Faster, higher, stronger? Break a leg…
We have stretched our current operating model to its limits. No amount of classic benchmarking, performance management, lean, change management, new IT systems, re-organization, etc. is likely to make any significant shift in performance anymore.
What you need is a new performance equation and clarity over the components of this equation.
In order to understand the modern, more complex but effective performance equation, let us look to the “Integral Approach” – the groundbreaking work of Ken Wilber.
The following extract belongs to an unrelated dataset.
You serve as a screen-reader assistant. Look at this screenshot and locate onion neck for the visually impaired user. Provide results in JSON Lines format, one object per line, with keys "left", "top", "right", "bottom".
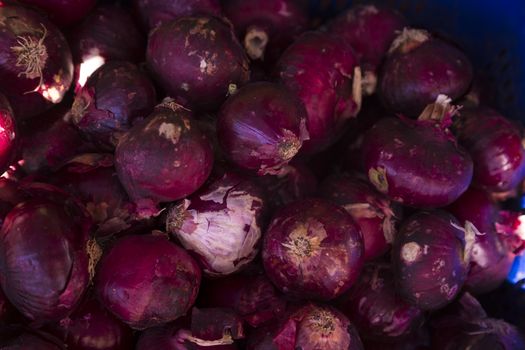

His 4Q model is based on two dimensions: individual versus collective, and inner versus outer – and it gives us four lenses through which we more fully understand any leadership situation or challenge.
Now, analyze performance through these 4 lenses:
Behavior & outcomes
Performance is about desired outcomes, often measured by dozens of KPI’s. Outcomes are a product of behavior and manifest as a result of what you did and did not do.
This also means that when you manage by KPIs you miss the point – and you are too late.
As a high-performance leader, you want to lead behavior, not manage KPI’s. Leading behavior requires a different skillset than what we’ve learned in business school. It requires your presence – not just physically – so you actually see and hear the specific behaviors at work.
Are you present? Do you talk about and give feedback on behavior as a natural part of your dialogue with your team? Shift your attention away from KPI’s and you are much more likely to get the desired outcomes.
Mindset – heart & brain
Behavior produces outcomes – and behavior is a product of Mindset, of the heart & brain we bring to work. Mindset is a complex personal “black box” filled with values, beliefs, experience, thinking patterns, biases, etc. that help you make sense of the world and decide what to do; this personal sense-making is intimately linked to how you feel about things, your “neurochemical soup” that equals your current state (“Am I OK with this?”)
In the mindset, there is a reason for every behavior, and there is also a way to motivate the desired behavior.
So, in order to get to high performance, you need to understand mindset (when you do this for yourself, it is Personal Leadership).
In your team, you do this by prioritizing time for dialogue and making an effort to truly understand the other person. Listening. Asking open, explorative questions. Leaving your own agenda out of the equation for a moment or two.
Are you truly interested in understanding the other person? Do you see potential? Do you consider development important? Are you comfortable with performance behavior dialogue? These are key elements of the high-performance leader’s mindset.
Culture & DNA
Culture indeed eats strategy and many good initiatives for breakfast. Culture is the cradle for high performance, and you want to manage your culture instead of letting it manage you.
Culture is an aggregate of the individual mindsets that come to work every day, as well as a product of what happens between individuals. For instance, what are the unspoken norms that have been created by your team’s dynamics until now?
Make sure you are shaping your culture every day in everything you say and do. How do you talk about performance? What are the stories you tell each other about performance and outcomes? What do people in your organization say about the performance dialogues? Do they look forward to them, value them, consider them important? Do people find it natural, and positive, to give each other feedback on performance behavior? Culture shapes the potential of the high-performance leadership you bring to your organization.
Shared systems
Ideally, systems, structures, and processes are designed to support us in our efforts towards desired outcomes. However, they tend to get a life of their own and become untouchable; more often than not, our shared systems get in the way of our best performance. The current paradigm that most businesses are built on (industrial/scientific/capitalistic) loves to measure and “prove” everything and naturally has come up with KPI’s. Your shared systems are likely KPI oriented. Performance Management systems are part of this paradigm and the question is, do your systems and processes support performance? Do they support constructive dialogue? Do they help translate your overarching vision, desired outcomes, and strategies to specific behavior that people can relate to? Make sure you test your systems against these questions and change or discard systems and processes that stand in your way.
In order to achieve high-performance leadership, we must ensure that we bring balance and coherence between the relevant elements from each of the four areas in the model. When these elements sustain and support each other, and when you develop with a keen eye on all four lenses, you will be able to tap into the performance potential of yourself and the organization you are part of.
With high-performance leadership, you will be able to move beyond restrictions in the noble but old idea of “Faster, higher, stronger” and fulfill your leadership role at a new level.